(a) Here is my typed solution:
We have the Dirichlet problem \begin{equation}
\begin{cases}
u_t = ku_{xx} & x>0, t>0 \\
u|_{t=0} = g(x) \\
u|_{x=0} = 0
\end{cases}
\label{eq:problem}
\end{equation}
By method of continuation, we extend the initial function to the full line (recalling the odd extension for Dirichlet problems): \begin{equation}
g_{extended}(x) = \begin{cases} g(x) & x>0 \\
-g(-x) & x<0 \\
0 & x=0
\label{eq:gext}
\end{cases}
\end{equation}
So for the entire line (i.e. $-\infty<x<\infty$), we arrive at a solution with the formula as given in the textbook; call it w. The solution to the given problem \ref{eq:problem} will just be this solution in the region of x>0. \begin{equation}
w(x,t) = \int_{-\infty}^{\infty} G(x,y,t)g_{extended}(y)dy
\end{equation}
So using the definition of $g_{extended}$ as given in \ref{eq:gext}, we can rewrite this as: \begin{equation}
w(x,t) = \int_{0}^{\infty} G(x,y,t)g(y)dy - \int_{-\infty}^{0} G(x,y,t)g(-y)dy
\end{equation}
In the second equation above, let's make a change of variables from -y to y. Then this yields: \begin{equation}
w(x,t) = \int_0^{\infty}[G(x,y,t) - G(x, -y, t)]g(y)dy \end{equation}
This is our solution. Written in terms of the definition of G, we arrive at the final solution to \ref{eq:problem}: \begin{equation}
u(x,t) = \frac{1}{2\sqrt{\pi{}kt}}\int_0^{\infty}[e^{-(x-y)^2/(4kt)} - e^{-(x+y)^2/(4kt)}]g(y)dy \end{equation}
(b) Part (b) is very similar, only here we have a Neumann problem: \begin{equation}
\begin{cases}
u_t = ku_{xx} & x>0, t>0 \\
u|{t=0} = g(x) \\
u_x|{x=0} = 0
\end{cases}
\label{eq:neumann}
\end{equation}
Recall that for Neumann problems, the continuation is even. So we write the extension of the initial function to the entire line: \begin{equation}
g_{extended}(x) = \begin{cases} g(x) & x \geq 0 \\
g(-x) & x \leq 0 \end{cases}
\label{eq:geven}
\end{equation}
Proceeding similarly as in part (a), the solution for the whole line will be: \begin{equation}
w(x,t) = \int_{-\infty}^{\infty} G(x,y,t)g_{extended}(y)dy
\end{equation}
The solution to \ref{eq:neumann} will just be this solution in the region x>0.

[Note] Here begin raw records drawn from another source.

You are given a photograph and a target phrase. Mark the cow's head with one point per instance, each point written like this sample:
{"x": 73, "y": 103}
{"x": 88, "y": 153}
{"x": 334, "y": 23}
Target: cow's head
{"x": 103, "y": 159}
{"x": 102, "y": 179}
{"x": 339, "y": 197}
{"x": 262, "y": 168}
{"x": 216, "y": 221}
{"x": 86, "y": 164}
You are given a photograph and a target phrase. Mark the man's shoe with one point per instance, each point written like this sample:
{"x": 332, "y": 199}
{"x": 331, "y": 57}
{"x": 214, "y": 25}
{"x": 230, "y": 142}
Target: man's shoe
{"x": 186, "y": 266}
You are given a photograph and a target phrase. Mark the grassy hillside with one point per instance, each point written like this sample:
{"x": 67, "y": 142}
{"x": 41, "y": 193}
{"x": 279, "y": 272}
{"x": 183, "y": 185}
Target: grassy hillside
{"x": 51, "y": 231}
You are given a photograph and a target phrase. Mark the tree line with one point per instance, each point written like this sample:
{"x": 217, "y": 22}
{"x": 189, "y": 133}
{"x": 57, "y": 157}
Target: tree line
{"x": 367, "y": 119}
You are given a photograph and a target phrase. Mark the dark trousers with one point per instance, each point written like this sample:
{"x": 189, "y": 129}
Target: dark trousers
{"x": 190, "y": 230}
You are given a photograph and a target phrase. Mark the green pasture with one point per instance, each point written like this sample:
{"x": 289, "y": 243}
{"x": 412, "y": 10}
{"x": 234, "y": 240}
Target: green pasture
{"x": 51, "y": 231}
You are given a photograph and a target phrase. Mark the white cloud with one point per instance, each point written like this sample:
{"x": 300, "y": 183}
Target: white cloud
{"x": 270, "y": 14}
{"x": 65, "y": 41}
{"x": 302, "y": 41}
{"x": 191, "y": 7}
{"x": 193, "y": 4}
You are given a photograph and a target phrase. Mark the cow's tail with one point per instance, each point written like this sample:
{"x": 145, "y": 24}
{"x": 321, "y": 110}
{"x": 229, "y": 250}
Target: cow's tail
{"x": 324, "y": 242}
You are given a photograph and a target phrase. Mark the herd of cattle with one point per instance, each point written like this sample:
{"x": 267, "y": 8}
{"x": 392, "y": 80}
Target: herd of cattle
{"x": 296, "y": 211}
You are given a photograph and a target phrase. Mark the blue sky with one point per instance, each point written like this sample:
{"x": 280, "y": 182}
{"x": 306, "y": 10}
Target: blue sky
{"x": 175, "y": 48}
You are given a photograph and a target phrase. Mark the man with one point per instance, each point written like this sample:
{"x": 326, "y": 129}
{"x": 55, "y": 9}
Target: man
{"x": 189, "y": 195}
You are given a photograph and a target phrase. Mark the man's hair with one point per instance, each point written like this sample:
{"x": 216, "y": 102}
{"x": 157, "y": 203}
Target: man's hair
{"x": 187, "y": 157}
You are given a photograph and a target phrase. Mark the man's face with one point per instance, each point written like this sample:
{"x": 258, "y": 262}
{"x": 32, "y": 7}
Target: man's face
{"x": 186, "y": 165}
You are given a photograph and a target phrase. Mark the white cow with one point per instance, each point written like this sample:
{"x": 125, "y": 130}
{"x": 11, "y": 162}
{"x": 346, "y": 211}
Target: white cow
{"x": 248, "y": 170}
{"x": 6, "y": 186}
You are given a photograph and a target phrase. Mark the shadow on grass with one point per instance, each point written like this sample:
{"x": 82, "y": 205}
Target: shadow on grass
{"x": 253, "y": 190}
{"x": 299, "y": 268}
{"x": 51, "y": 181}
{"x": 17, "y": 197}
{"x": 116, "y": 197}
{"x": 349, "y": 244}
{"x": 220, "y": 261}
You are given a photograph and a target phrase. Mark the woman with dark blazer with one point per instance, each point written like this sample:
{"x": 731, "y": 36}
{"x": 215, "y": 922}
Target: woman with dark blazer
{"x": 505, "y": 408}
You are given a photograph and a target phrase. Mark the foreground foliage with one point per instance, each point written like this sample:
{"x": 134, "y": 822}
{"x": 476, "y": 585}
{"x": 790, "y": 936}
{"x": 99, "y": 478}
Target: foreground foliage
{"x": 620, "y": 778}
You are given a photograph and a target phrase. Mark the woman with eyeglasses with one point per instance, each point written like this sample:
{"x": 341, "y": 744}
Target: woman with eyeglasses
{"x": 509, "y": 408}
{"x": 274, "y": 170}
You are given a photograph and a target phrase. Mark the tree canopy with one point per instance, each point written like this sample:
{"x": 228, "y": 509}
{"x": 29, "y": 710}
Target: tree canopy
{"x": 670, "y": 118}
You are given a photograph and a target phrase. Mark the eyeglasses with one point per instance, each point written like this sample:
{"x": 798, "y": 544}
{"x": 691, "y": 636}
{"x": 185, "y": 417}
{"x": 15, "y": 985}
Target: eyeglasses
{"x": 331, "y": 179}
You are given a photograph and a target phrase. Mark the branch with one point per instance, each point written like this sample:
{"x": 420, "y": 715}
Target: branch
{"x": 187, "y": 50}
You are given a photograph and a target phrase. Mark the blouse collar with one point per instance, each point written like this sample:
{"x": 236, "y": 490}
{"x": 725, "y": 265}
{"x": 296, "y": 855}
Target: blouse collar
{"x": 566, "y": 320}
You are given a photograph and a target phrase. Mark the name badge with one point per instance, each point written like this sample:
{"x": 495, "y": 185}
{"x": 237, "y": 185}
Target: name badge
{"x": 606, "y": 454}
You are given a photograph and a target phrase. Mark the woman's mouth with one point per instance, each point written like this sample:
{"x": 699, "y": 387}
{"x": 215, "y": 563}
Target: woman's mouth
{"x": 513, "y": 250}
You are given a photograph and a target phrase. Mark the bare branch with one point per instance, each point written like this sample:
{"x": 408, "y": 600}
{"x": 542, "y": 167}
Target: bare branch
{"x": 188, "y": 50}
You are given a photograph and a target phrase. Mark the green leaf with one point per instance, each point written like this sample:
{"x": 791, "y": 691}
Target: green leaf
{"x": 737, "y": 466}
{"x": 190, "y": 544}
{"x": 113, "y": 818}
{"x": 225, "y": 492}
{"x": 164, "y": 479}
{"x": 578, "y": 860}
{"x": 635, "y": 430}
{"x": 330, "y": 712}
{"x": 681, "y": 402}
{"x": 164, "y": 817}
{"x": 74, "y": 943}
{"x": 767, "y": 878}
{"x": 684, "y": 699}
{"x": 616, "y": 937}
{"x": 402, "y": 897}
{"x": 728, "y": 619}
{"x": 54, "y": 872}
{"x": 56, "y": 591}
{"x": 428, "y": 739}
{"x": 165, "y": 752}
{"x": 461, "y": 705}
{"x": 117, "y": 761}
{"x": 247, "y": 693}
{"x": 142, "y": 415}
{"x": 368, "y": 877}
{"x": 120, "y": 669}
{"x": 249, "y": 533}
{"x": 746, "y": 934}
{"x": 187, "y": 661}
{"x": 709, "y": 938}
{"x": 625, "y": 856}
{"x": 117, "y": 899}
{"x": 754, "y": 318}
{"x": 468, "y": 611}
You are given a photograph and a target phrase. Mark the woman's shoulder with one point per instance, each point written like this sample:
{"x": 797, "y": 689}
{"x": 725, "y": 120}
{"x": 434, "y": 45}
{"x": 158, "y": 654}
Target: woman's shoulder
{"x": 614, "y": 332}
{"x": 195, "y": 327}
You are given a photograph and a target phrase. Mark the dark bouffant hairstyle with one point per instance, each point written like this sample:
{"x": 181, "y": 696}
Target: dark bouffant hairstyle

So let's write this in terms of the definition in \ref{eq:geven}: \begin{equation}
w(x,t) = \int_{0}^{\infty} G(x,y,t)g(y)dy + \int_{-\infty}^{0} G(x,y,t)g(-y)dy
\end{equation}
Let's again make the change of variables, from -y to y. We arrive at: \begin{equation}
w(x,t) = \int_{0}^{\infty} [G(x,y,t) + G(x,-y,t)]g(y)dy
\end{equation}
Using the definition of G as before, we arrive at the final solution to \ref{eq:neumann}: \begin{equation}
u(x,t) = \frac{1}{2\sqrt{\pi{}kt}}\int_0^{\infty}[e^{-(x-y)^2/(4kt)} + e^{-(x+y)^2/(4kt)}]g(y)dy \end{equation}